La obra surgió en el verano de 1848, cuando iba declinando la gloria de las jornadas de marzo, a la que tanto había contribuido el poeta con su Canto nacional (v.), y el extremado republicanismo de Petöfi lo había puesto en conflicto con la opinión pública del país. Los sucesos de 1849 pare­cían justificarlo, realizando sus profecías sobre el glorioso combate final contra el despotismo. Pero tomaban después un mal cariz por la intervención rusa y por el he­cho de que Hungría hubiera quedado sola en Europa en lucha por la libertad. Enton­ces, el amor y la angustia por la patria acallaron cualquier otro ideal político y so­cial en el ánimo del poeta: los últimos acor­des de su lira fueron oraciones de patriota y cantos guerreros de los «honved», en cu­yas filas él mismo dio su vida en holocausto de la libertad, no de una clase, sino de toda la nación.

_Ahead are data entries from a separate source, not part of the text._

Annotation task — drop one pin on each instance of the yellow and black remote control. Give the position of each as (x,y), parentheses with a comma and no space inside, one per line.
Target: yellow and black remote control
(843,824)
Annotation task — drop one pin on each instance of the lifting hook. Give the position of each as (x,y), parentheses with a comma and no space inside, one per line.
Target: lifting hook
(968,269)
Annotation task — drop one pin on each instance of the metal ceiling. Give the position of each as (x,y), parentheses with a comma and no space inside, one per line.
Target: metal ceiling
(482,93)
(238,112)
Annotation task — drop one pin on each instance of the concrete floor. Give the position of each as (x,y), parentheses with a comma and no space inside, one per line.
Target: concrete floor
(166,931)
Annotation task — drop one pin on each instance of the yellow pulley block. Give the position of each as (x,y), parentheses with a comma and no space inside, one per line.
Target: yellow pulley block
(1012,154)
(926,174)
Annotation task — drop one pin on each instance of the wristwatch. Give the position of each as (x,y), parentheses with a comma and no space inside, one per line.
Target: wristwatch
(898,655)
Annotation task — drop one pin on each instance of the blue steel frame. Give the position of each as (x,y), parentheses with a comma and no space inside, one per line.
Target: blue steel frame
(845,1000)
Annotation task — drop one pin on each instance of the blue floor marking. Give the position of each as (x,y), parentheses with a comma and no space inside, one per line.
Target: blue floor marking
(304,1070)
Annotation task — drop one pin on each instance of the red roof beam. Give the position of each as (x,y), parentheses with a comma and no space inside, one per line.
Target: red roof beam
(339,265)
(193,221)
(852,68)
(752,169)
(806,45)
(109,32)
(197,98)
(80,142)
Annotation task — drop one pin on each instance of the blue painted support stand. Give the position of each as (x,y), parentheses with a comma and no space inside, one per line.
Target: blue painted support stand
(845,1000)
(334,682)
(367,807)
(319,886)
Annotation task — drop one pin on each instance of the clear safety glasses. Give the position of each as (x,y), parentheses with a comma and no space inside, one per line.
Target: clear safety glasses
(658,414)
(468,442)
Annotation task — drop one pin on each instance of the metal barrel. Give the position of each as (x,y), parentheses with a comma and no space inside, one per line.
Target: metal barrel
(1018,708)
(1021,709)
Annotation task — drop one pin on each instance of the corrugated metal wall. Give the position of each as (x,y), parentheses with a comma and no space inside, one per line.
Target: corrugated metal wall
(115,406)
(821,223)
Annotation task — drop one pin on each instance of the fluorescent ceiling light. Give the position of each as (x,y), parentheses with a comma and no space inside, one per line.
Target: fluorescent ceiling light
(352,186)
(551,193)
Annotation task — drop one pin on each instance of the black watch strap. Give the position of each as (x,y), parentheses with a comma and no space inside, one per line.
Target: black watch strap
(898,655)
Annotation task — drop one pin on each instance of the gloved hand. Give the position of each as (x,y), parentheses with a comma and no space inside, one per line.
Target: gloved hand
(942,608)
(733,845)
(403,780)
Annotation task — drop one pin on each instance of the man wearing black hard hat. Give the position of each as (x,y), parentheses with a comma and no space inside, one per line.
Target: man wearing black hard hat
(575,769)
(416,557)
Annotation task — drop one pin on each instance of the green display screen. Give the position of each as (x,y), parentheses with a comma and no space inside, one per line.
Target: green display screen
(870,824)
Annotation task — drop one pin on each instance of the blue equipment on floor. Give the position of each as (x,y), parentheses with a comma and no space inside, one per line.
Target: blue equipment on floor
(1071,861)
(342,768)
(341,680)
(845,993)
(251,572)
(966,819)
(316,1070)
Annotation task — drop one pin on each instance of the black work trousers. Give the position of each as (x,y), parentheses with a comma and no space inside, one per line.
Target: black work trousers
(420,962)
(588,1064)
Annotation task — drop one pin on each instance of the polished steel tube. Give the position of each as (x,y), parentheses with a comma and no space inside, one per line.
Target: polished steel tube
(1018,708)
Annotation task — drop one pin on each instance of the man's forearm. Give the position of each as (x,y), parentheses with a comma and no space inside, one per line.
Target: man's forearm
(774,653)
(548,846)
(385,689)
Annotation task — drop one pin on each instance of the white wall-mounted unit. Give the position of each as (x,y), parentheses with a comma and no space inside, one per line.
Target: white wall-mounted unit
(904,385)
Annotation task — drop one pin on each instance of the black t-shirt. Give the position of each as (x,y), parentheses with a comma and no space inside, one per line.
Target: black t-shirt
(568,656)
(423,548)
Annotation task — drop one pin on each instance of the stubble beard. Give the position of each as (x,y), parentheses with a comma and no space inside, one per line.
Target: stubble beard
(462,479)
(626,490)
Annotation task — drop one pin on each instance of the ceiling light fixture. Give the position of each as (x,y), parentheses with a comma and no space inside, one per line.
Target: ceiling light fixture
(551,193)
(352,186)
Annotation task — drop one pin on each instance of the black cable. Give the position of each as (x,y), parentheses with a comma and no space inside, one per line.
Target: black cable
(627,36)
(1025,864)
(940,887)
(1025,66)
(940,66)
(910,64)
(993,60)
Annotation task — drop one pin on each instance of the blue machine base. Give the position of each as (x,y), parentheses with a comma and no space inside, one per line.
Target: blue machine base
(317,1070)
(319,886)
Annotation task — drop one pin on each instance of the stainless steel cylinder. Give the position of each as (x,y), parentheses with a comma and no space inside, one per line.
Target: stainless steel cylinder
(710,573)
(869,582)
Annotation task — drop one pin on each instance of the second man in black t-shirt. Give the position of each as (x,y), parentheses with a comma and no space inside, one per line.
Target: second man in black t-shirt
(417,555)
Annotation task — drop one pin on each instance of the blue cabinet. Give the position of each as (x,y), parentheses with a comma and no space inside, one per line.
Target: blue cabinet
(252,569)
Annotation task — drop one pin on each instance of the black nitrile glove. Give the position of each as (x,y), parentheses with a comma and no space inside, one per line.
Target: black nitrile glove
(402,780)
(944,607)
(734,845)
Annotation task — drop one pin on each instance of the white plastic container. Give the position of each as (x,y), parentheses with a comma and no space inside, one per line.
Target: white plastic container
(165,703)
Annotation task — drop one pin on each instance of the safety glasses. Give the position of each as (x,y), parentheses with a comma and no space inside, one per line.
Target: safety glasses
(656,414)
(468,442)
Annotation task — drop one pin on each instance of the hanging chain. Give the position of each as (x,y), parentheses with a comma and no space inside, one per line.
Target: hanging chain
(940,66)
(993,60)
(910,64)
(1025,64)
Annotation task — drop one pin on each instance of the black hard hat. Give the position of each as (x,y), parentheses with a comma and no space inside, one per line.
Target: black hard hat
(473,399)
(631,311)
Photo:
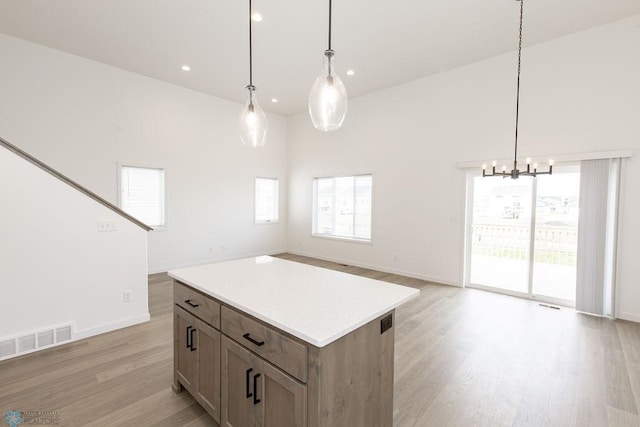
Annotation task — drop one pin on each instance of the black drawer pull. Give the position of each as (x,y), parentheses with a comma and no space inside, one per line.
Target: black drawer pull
(248,337)
(255,389)
(189,337)
(248,375)
(193,348)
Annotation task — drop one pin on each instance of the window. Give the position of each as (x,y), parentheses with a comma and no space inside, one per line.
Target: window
(342,207)
(266,203)
(142,194)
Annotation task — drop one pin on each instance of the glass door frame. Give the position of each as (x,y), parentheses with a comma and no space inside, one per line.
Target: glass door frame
(471,175)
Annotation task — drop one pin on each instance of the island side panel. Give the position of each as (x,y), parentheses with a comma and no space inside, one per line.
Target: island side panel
(351,379)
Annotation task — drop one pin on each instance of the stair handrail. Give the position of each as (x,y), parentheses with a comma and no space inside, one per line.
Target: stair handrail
(31,159)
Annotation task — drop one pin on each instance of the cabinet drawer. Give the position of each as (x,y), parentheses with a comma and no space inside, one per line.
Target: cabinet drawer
(197,304)
(284,352)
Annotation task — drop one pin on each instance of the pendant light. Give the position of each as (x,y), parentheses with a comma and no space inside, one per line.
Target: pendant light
(515,172)
(328,97)
(253,121)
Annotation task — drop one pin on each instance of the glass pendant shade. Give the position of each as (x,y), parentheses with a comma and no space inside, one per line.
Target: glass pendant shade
(253,123)
(328,98)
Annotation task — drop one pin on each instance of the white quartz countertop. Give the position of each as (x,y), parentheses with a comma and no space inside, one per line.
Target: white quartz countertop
(314,304)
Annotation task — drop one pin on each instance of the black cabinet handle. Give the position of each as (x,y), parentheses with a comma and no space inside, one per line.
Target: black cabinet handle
(193,348)
(248,375)
(189,337)
(248,337)
(255,389)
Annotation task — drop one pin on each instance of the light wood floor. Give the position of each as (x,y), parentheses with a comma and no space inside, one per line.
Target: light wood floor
(463,358)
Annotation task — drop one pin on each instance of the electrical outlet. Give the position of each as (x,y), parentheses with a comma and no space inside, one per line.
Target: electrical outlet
(104,226)
(386,323)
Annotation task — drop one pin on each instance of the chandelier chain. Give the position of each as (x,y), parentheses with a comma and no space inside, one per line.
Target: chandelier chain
(250,48)
(515,154)
(329,24)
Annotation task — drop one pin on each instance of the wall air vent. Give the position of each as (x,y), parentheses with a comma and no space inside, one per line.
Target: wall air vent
(7,348)
(45,338)
(26,343)
(33,341)
(63,334)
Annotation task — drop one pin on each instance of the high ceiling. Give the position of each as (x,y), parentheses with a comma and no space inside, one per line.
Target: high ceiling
(385,42)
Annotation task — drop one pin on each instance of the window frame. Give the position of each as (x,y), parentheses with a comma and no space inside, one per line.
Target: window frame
(122,165)
(277,201)
(314,205)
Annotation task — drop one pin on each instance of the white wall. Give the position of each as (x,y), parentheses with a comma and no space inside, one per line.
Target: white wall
(82,118)
(579,94)
(55,267)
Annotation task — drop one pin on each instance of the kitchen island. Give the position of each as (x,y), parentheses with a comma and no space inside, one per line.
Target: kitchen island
(265,341)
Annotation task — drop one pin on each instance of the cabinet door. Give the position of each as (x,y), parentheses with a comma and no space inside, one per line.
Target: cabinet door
(283,399)
(239,375)
(185,354)
(208,389)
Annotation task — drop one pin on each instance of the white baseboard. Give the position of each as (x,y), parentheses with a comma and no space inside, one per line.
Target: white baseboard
(629,316)
(433,279)
(191,264)
(108,327)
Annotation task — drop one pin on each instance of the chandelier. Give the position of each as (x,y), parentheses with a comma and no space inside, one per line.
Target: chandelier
(532,170)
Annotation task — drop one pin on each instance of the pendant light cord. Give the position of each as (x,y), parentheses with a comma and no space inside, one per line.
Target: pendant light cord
(515,155)
(329,24)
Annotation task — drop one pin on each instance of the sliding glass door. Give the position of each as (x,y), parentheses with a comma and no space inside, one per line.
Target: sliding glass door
(556,237)
(523,235)
(501,233)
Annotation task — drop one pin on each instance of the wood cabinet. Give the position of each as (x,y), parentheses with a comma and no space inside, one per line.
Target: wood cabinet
(247,373)
(197,360)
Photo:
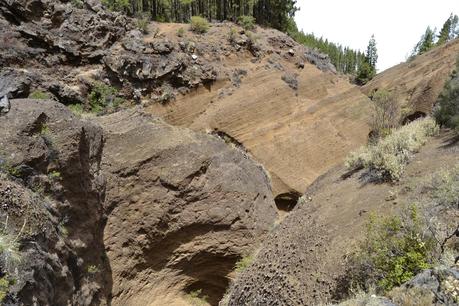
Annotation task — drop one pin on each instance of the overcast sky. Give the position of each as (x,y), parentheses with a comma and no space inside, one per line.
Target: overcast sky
(396,24)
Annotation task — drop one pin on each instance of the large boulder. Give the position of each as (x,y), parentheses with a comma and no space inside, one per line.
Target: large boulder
(183,208)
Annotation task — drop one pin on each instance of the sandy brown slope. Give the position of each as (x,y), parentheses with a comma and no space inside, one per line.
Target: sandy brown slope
(295,134)
(418,83)
(302,262)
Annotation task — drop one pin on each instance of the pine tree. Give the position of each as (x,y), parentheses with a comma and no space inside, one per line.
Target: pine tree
(372,52)
(445,32)
(426,43)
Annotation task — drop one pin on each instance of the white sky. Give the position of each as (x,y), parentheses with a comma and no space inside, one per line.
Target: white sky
(396,24)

Su figura pronto quedó ro­deada por una aureola de leyenda, y los extranjeros sólo vieron en él, durante mu­cho tiempo, al heroico poeta-soldado. El general reconocimiento de su auténtica grandeza comenzó con el juicio de Hermann Grim, según el cual, «Petöfi, Homero, Dan­te, Shakespeare y Goethe parecen, en oca­siones, las encarnaciones intermitentes de un mismo poeta». Recordemos también de él los poemas El martillo del pueblo (v.), Homero y Ossian (v.) y Esteban el loco (1847, v.).